ねぇ、80年代の歌、かけてもいい?
「俺たちの高校生活って、なにもなかったよな」
部活も勉強も駄目、彼女もいない。
「こんなシラけた学校あるかよ」
高一の秋に覚えた台詞を、30過ぎまで吐いていた。
不思議な時間だ、高校とは。少し大人になって、中学のようなバカもしない。つまらない大人になる予行演習の時限のようだ。
1991年
バブル景気のおこぼれも高校生まで回ってこない。大学に行き、会社に勤め、結婚して死ぬ。今と違って一生が見渡せる時代。
「夢は?」
と聞かれ、
「あたたかい家庭をつくって、温和に暮らすこと」
担任に告げると、いやな顔をされた。
「疲れた大人のような答えをするもんじゃない」
「先生は思わないんですか」
「それ以上の生活はないんだって」
「思わないな」
「夢を語ったらどうだ」
「本気で考えてくださいよ」
「本気で、です」
「本気で、」
「そう、本気で、、、」
「本気で、、あたたかい家庭で温和に暮らしたいとは思わないんですか」
「むぅ、、、」
「、、、、、」
「暮らしたいかもしれん」
「サザエさん一家のように暮らせれば御の字なんですよ」
「俺たち平凡な人間なんて」
「おまえな、マスオさんが楽だと思うのか」
「なんの取り柄もない僕らに最高のお手本です」
「取り柄ぐらいあるだろう」
「これからの人生、それで生きていくんだ」
「18年生きてきて、一つも見つかりませんでした」
「それを、マスオさんが聞いたらどう言うだろうか」
「僕と同じだね、って言いますよ、きっと」
「はぁー」
「はぁー」
最後だけ息が合う。
俺だって本当はスーパースターになりたかった。
岩崎恭子は14で、バルセロナオリンピック金メダル。
YAWARAちゃんは5大会連続五輪出場、金2銀2銅1。
松井秀喜は、甲子園で5打席連続敬遠。
彼らと違うことくらい理解できる。
ただ、才能がなければどうにもならない。
大人になるとは選択肢が狭くなってゆくこと。多少の自由と引き換えに、果てしない夢が無様にしぼんでゆく。
スポーツも、
勉強も、
音楽も駄目。
絵画はもってのほか。
なにも残っていないではないか。
突破口になる武器もなく、亀仙人のような師匠もいない。人生は漫画ではないということだ。
1990年
地元にはじめてカラオケボックスができた。悪い遊びをする奴らが行き、徐々に俺たちまで広まってくる。
「パナツーにカラオケボックスできたんだって」
「は? あんなとこに?」
街外れの小さな電気店に、安いカラオケボックスが立った。
80年代のカラオケはスナックで親父がくだを巻くだけの場所。90年に近づくと、カラオケボックスが流行り始める。
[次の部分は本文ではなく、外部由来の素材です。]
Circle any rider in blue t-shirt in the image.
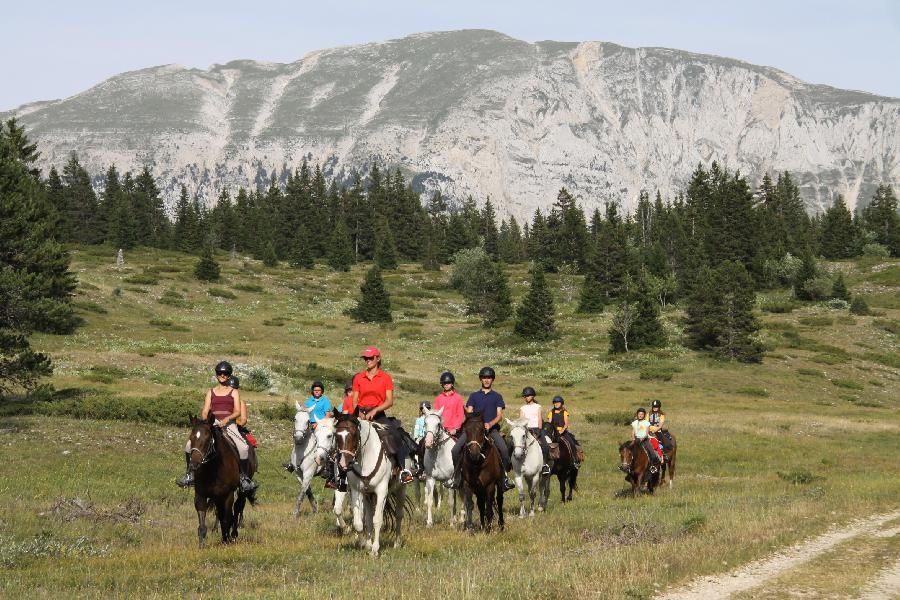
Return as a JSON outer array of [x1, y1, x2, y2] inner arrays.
[[444, 367, 516, 492], [303, 381, 331, 427]]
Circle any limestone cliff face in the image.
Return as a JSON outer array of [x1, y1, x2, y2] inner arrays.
[[3, 30, 900, 217]]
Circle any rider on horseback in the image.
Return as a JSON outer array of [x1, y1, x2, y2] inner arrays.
[[353, 346, 418, 483], [547, 396, 581, 469], [631, 408, 661, 473], [444, 367, 516, 492], [647, 400, 672, 452], [175, 360, 259, 494], [519, 386, 550, 475]]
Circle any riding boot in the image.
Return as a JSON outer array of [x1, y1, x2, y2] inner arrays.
[[238, 458, 259, 494], [175, 452, 194, 487]]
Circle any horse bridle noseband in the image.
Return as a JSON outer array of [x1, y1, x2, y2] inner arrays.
[[191, 425, 216, 467]]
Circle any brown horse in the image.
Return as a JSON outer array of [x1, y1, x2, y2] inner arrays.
[[542, 423, 578, 503], [659, 433, 678, 487], [461, 413, 505, 531], [183, 412, 255, 548], [619, 440, 660, 498]]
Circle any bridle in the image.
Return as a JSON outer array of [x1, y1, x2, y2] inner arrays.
[[191, 425, 216, 467]]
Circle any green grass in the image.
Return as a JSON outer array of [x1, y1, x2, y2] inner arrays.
[[0, 247, 900, 600]]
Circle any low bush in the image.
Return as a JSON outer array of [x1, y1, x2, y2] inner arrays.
[[259, 402, 296, 421], [231, 283, 265, 294], [122, 273, 159, 285], [776, 468, 822, 485], [831, 377, 865, 390], [72, 300, 109, 315], [206, 288, 237, 300], [0, 388, 200, 427], [584, 410, 634, 427]]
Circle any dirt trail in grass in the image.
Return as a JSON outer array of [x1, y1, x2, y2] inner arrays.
[[661, 510, 900, 600]]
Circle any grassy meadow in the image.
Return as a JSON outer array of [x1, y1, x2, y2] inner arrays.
[[0, 247, 900, 600]]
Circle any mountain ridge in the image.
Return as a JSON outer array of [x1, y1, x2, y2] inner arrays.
[[3, 30, 900, 218]]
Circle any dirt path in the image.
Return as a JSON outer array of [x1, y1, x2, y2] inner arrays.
[[661, 510, 900, 600]]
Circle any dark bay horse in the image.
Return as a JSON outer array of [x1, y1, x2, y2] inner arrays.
[[619, 440, 660, 498], [190, 412, 255, 548], [542, 423, 578, 502], [461, 413, 505, 531]]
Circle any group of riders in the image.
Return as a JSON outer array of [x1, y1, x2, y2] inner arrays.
[[176, 347, 672, 494]]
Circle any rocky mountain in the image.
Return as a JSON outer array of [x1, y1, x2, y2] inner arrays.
[[2, 30, 900, 217]]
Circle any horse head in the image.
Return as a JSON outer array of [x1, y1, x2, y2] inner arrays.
[[190, 411, 216, 469], [334, 415, 361, 470], [425, 406, 444, 448], [505, 419, 528, 460], [294, 402, 311, 444], [313, 417, 335, 465], [619, 440, 634, 473], [462, 412, 487, 462]]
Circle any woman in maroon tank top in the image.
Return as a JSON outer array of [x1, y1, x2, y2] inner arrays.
[[176, 361, 257, 493]]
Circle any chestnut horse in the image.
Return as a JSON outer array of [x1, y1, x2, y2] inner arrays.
[[190, 412, 256, 548], [619, 440, 660, 498], [461, 413, 505, 531]]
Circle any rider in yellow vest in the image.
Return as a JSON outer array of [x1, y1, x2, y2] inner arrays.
[[546, 396, 581, 469]]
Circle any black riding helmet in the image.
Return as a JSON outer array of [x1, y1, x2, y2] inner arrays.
[[216, 360, 233, 376], [478, 367, 497, 379]]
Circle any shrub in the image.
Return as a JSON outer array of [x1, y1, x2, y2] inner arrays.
[[206, 288, 237, 300], [241, 367, 272, 392], [831, 378, 865, 390], [863, 242, 891, 258], [122, 273, 159, 285], [259, 402, 296, 421], [776, 468, 822, 485], [850, 296, 871, 316]]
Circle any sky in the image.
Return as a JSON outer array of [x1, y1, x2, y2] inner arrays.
[[0, 0, 900, 110]]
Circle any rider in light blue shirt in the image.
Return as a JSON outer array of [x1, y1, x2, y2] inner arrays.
[[303, 381, 331, 425]]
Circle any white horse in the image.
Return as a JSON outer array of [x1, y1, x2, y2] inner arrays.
[[291, 402, 321, 517], [335, 417, 406, 556], [506, 419, 550, 519], [313, 417, 350, 533], [423, 407, 456, 527]]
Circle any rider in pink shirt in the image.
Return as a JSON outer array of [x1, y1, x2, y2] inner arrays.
[[434, 371, 466, 435]]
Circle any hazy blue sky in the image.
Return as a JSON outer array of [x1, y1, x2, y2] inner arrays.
[[0, 0, 900, 109]]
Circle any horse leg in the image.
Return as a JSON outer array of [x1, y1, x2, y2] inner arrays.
[[463, 489, 475, 532], [514, 472, 525, 519], [425, 477, 434, 527], [194, 493, 209, 548]]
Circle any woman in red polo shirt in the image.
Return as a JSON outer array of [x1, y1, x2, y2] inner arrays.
[[353, 346, 413, 483]]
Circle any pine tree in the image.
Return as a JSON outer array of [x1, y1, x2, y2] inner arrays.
[[685, 261, 763, 362], [262, 240, 278, 267], [328, 220, 354, 271], [0, 121, 80, 395], [350, 264, 393, 323], [289, 224, 315, 269], [819, 195, 858, 255], [515, 265, 556, 340], [375, 219, 397, 270], [194, 246, 219, 281], [831, 271, 850, 302], [862, 184, 900, 256]]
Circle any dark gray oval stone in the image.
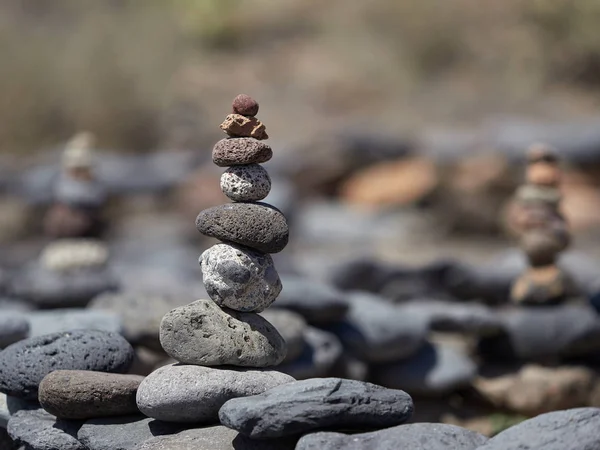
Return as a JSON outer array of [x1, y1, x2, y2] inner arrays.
[[219, 378, 413, 439], [0, 330, 133, 399], [296, 423, 488, 450], [38, 370, 144, 420], [477, 408, 600, 450], [196, 203, 289, 253], [7, 409, 87, 450], [212, 138, 273, 167]]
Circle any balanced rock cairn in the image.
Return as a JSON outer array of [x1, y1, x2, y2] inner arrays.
[[511, 144, 576, 305], [137, 95, 294, 423], [44, 132, 106, 239]]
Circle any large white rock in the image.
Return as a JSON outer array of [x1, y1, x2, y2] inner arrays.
[[200, 244, 282, 312], [221, 164, 271, 202]]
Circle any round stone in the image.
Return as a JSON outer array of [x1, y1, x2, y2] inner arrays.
[[196, 203, 289, 253], [232, 94, 258, 117], [160, 300, 286, 367], [212, 138, 273, 167], [221, 164, 271, 202], [200, 244, 281, 312], [38, 370, 144, 420], [137, 364, 294, 423], [0, 330, 133, 399]]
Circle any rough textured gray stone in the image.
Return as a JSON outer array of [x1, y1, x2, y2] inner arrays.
[[371, 344, 477, 396], [273, 275, 349, 325], [38, 370, 144, 420], [296, 423, 488, 450], [480, 306, 600, 361], [403, 300, 502, 336], [0, 330, 133, 399], [27, 308, 123, 337], [137, 364, 294, 423], [88, 288, 195, 352], [260, 309, 307, 364], [327, 292, 429, 363], [200, 244, 281, 312], [221, 164, 271, 202], [478, 408, 600, 450], [9, 264, 119, 308], [0, 393, 40, 428], [219, 378, 413, 439], [77, 416, 184, 450], [277, 327, 343, 380], [160, 300, 286, 367], [7, 409, 88, 450], [0, 310, 29, 349], [196, 203, 289, 253], [212, 138, 273, 167]]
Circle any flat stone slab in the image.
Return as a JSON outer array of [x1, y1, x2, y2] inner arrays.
[[196, 202, 289, 253], [38, 370, 144, 420], [160, 300, 286, 367], [200, 243, 281, 312], [7, 409, 88, 450], [0, 330, 134, 400], [137, 364, 295, 423], [477, 408, 600, 450], [219, 378, 413, 439], [77, 415, 185, 450], [296, 423, 488, 450]]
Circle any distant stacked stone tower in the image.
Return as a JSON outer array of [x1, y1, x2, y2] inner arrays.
[[137, 95, 293, 422], [511, 144, 576, 305]]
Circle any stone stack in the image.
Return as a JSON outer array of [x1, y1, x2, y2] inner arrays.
[[511, 144, 575, 305], [137, 95, 294, 424]]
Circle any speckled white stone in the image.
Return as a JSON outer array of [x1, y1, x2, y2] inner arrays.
[[221, 164, 271, 202], [200, 244, 282, 312]]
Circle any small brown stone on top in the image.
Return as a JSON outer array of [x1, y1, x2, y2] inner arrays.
[[221, 114, 269, 140], [232, 94, 258, 117]]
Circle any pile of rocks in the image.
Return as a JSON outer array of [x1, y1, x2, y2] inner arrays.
[[511, 144, 576, 305]]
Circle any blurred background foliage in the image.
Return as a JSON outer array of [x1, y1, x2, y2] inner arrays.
[[0, 0, 600, 153]]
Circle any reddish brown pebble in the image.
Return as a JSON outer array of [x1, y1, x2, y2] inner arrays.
[[232, 94, 258, 117], [221, 114, 269, 140]]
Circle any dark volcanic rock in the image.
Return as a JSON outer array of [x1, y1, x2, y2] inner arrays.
[[7, 409, 88, 450], [479, 306, 600, 361], [213, 138, 273, 167], [0, 309, 29, 349], [0, 330, 133, 399], [478, 408, 600, 450], [327, 292, 429, 363], [277, 327, 343, 380], [272, 275, 349, 325], [219, 378, 413, 439], [196, 203, 289, 253], [38, 370, 144, 419], [371, 344, 477, 396], [77, 415, 184, 450], [296, 423, 488, 450], [9, 264, 119, 308]]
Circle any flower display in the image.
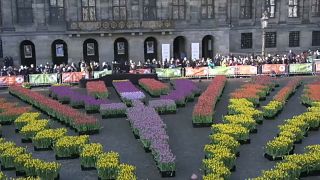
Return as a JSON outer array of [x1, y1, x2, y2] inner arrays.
[[100, 103, 127, 118], [112, 80, 146, 106], [86, 81, 109, 99], [53, 135, 89, 158], [148, 99, 177, 114], [80, 143, 103, 168], [9, 86, 100, 133], [96, 152, 120, 179], [192, 76, 227, 124], [139, 78, 170, 97], [127, 103, 175, 174], [32, 128, 67, 149]]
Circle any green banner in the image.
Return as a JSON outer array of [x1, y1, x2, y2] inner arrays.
[[289, 63, 312, 74], [209, 66, 235, 76], [29, 73, 58, 84], [93, 70, 112, 79], [156, 68, 182, 78]]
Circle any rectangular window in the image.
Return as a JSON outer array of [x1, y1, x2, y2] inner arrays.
[[289, 31, 300, 47], [201, 0, 214, 19], [81, 0, 97, 21], [264, 0, 276, 18], [172, 0, 186, 19], [50, 0, 64, 24], [143, 0, 157, 20], [312, 31, 320, 46], [112, 0, 127, 20], [241, 33, 252, 49], [16, 0, 33, 24], [311, 0, 320, 17], [288, 0, 299, 17], [265, 32, 277, 48], [240, 0, 252, 19]]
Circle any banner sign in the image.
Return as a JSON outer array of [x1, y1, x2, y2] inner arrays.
[[62, 72, 85, 83], [186, 67, 208, 77], [289, 63, 312, 74], [129, 69, 151, 74], [191, 43, 200, 59], [93, 70, 112, 79], [262, 64, 286, 74], [156, 68, 182, 78], [29, 73, 58, 84], [161, 44, 170, 61], [0, 76, 24, 87], [208, 66, 235, 76]]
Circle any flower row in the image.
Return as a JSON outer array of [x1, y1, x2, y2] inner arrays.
[[160, 79, 200, 107], [262, 78, 301, 118], [112, 80, 146, 106], [127, 103, 175, 176], [265, 106, 320, 160], [0, 98, 30, 125], [254, 145, 320, 180], [9, 86, 100, 133], [86, 81, 109, 99], [139, 78, 170, 97], [0, 139, 61, 180], [49, 86, 110, 113], [192, 76, 227, 124]]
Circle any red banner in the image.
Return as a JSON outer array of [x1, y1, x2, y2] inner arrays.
[[0, 76, 24, 87], [62, 72, 85, 83], [129, 69, 151, 74], [186, 67, 208, 77], [262, 64, 286, 74], [234, 65, 258, 75]]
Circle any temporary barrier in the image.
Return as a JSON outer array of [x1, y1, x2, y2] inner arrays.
[[262, 64, 288, 74], [0, 76, 24, 87], [29, 73, 58, 85], [156, 68, 182, 78], [289, 63, 312, 74], [129, 69, 151, 74], [61, 72, 85, 83], [93, 70, 112, 79]]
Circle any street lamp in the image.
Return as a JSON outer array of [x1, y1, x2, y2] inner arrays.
[[261, 11, 269, 57]]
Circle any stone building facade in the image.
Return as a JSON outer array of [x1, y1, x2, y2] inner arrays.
[[0, 0, 320, 65]]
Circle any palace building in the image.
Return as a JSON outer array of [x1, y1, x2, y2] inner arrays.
[[0, 0, 320, 65]]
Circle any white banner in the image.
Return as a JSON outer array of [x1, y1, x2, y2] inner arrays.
[[162, 44, 170, 61], [191, 43, 200, 59]]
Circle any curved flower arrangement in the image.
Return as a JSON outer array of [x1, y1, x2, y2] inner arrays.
[[262, 78, 302, 118], [9, 86, 100, 133], [192, 76, 227, 125], [0, 139, 61, 180], [86, 81, 109, 99], [127, 105, 175, 176], [254, 145, 320, 180], [112, 80, 146, 106], [139, 78, 170, 97], [160, 79, 200, 107]]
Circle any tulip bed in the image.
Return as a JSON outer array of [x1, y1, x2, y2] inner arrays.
[[254, 145, 320, 180], [86, 81, 109, 99], [49, 86, 110, 113], [112, 80, 146, 106], [148, 99, 177, 114], [0, 98, 30, 125], [262, 78, 301, 118], [192, 76, 227, 126], [9, 86, 100, 134], [127, 103, 175, 177], [160, 79, 200, 107], [0, 139, 61, 180], [139, 78, 170, 97]]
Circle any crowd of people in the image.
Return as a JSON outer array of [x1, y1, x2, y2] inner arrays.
[[0, 50, 320, 76]]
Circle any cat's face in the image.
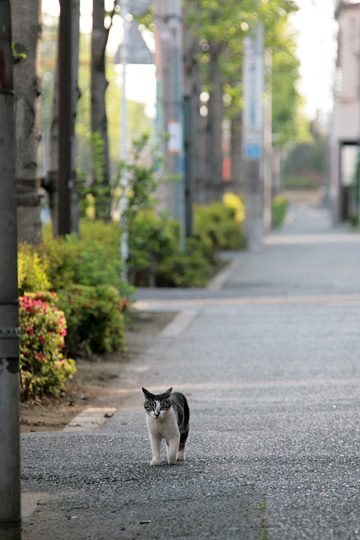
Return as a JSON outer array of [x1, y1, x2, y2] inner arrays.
[[142, 388, 172, 420]]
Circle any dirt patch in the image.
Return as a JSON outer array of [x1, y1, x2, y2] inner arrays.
[[20, 311, 175, 433]]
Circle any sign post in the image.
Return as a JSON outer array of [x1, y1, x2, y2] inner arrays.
[[243, 23, 264, 250]]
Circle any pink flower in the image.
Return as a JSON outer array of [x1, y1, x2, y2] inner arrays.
[[36, 353, 46, 362]]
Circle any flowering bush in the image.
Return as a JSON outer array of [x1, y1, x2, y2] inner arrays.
[[19, 293, 76, 399]]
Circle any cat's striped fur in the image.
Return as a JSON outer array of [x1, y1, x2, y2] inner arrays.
[[142, 388, 190, 465]]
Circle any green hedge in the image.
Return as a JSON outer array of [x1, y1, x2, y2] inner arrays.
[[59, 285, 127, 355]]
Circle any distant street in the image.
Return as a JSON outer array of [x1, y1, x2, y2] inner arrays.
[[22, 195, 360, 540]]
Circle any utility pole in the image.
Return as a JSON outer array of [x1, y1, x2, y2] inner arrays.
[[120, 0, 129, 280], [57, 0, 73, 235], [264, 49, 273, 232], [0, 0, 20, 540], [243, 23, 264, 250], [154, 0, 185, 248]]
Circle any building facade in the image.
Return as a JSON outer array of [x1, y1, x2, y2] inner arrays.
[[329, 0, 360, 223]]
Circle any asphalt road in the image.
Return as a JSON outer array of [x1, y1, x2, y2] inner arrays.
[[22, 200, 360, 540]]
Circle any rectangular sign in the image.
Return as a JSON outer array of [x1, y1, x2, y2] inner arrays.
[[243, 24, 264, 160]]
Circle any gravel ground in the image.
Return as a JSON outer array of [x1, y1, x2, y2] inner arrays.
[[22, 204, 360, 540]]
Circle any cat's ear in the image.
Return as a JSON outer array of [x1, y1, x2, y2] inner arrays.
[[141, 388, 153, 399], [164, 387, 172, 398]]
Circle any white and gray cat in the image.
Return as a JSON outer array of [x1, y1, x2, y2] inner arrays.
[[142, 388, 190, 465]]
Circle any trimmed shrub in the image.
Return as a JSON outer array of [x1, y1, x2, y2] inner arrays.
[[18, 244, 51, 295], [195, 202, 245, 258], [19, 293, 76, 400], [59, 285, 128, 354], [44, 222, 129, 293], [271, 195, 289, 228]]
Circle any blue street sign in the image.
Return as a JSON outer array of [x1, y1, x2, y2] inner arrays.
[[244, 143, 262, 159]]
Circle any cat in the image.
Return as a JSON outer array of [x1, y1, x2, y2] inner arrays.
[[142, 388, 190, 465]]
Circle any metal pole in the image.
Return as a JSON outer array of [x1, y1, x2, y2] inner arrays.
[[120, 0, 129, 280], [243, 23, 264, 250], [154, 0, 185, 248], [184, 96, 194, 238], [0, 0, 20, 540], [57, 0, 72, 235]]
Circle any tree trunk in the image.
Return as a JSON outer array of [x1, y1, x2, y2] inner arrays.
[[44, 0, 80, 236], [0, 0, 23, 528], [206, 46, 224, 202], [231, 113, 243, 193], [71, 0, 80, 234], [91, 0, 111, 221], [11, 0, 41, 244]]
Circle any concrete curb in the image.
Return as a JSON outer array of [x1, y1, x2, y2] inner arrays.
[[206, 260, 240, 291], [63, 407, 116, 432]]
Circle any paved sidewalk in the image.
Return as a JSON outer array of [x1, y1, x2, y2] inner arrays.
[[23, 199, 360, 540]]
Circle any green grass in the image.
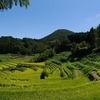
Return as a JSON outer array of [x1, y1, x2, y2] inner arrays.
[[0, 52, 100, 100]]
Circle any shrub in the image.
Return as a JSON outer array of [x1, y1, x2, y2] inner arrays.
[[40, 70, 48, 79]]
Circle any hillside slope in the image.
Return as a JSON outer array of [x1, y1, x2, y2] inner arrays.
[[40, 29, 74, 42]]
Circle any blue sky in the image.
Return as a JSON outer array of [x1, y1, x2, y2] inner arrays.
[[0, 0, 100, 39]]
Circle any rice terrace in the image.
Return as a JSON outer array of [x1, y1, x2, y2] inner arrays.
[[0, 0, 100, 100]]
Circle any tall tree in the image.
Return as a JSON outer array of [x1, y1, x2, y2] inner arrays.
[[0, 0, 30, 10]]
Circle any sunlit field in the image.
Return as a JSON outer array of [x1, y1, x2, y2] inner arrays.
[[0, 54, 100, 100]]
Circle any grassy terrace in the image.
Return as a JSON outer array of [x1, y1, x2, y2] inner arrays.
[[0, 54, 100, 100]]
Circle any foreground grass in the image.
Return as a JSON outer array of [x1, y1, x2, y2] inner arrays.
[[0, 81, 100, 100], [0, 55, 100, 100]]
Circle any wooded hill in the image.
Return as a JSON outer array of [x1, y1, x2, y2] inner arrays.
[[0, 25, 100, 56]]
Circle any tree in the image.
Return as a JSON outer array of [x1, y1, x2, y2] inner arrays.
[[0, 0, 30, 10], [87, 27, 97, 49]]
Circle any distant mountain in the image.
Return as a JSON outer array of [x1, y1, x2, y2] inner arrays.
[[40, 29, 74, 42]]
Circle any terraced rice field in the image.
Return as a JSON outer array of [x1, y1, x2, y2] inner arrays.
[[0, 54, 100, 100]]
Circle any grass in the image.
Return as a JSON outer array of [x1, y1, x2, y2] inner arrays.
[[0, 53, 100, 100]]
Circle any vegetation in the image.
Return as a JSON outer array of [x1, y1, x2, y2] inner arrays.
[[0, 25, 100, 100]]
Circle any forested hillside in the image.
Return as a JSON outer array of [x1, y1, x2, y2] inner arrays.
[[0, 25, 100, 57]]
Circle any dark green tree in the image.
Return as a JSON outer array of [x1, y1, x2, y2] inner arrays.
[[87, 27, 97, 49]]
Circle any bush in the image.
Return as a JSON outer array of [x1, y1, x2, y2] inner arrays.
[[40, 70, 48, 79]]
「カラオケって恥ずかしいイメージがあるかもしれません」
「でも待ってください」
「仲間だけで小さな場所で歌うと、恥ずかしくなーい」
「むしろ最っ高なんです」
「え? 信じられませんかー?」
「最初はみなさんそうなんですー」
「でも、歌ってみれば分かりますー」
「最っ高ってー!!」
馬鹿そうなレポーターが話していた。
「そんなわけないだろ」
「人前で歌うとか」
「頭おかしいのかよ」
当時カラオケボックスは、輸送用コンテナを改造したものだった。あの大きさが丁度よかった。
「パナツーのもコンテナのやつ?」
「おう」
話を持ちかけた大場に聞くと、そう言ったが実際はプレハブだった。
「おまえ、本当に来たことある?」
「は?」
妙な所にこだわる俺の話は、しばしスルーされる。
はじめて歌ったのは高一の時だ。
「俺さ、今度Aさんここに呼んで、一緒にカラオケするわ」
氷室京介を歌ったあと大河内はイキって必ずそう言ったが、30年以上たった今でも呼べないでいる。
カラオケにハマった。
冷房がギンギンに効いた小綺麗で薄暗い室内に、怪しく赤や緑のランプが灯る。電子機器の匂いが、バブルに沸き立つ大人の世界に触れさせてくれた。
真夏になるといつも、30年前のパナツーを思い出す。
「ねぇ、80年代の歌、かけていい?」
助手席に女の子を乗せると、当時の歌を流す。
80年代なんて知らないから、
「なに、そのダサい選曲」
不満げな表情を浮かべる。
曲が流れると恥ずかしそうにする。使われなくなった強い語彙に感じるのだ。
男は皆知らないけれど、女はシンプルな言葉に弱い。
「夜のデートは危険すぎるから」(COMPLEX)
「ビキニがとってもお似合いですと、肩など抱いて」(ピンクレディー)
「あなたに逢えるまで眠り続けたい」(ラッツ&スター)
近年なら避ける言葉だ。荒くて、強すぎる。
だが感じる。
昔、とてもシャイな生徒がいた。彼が好きだと言った音楽を聴くと、すべて俺へのメッセージになっていた。なにかあった時や、卒業の時にくれた。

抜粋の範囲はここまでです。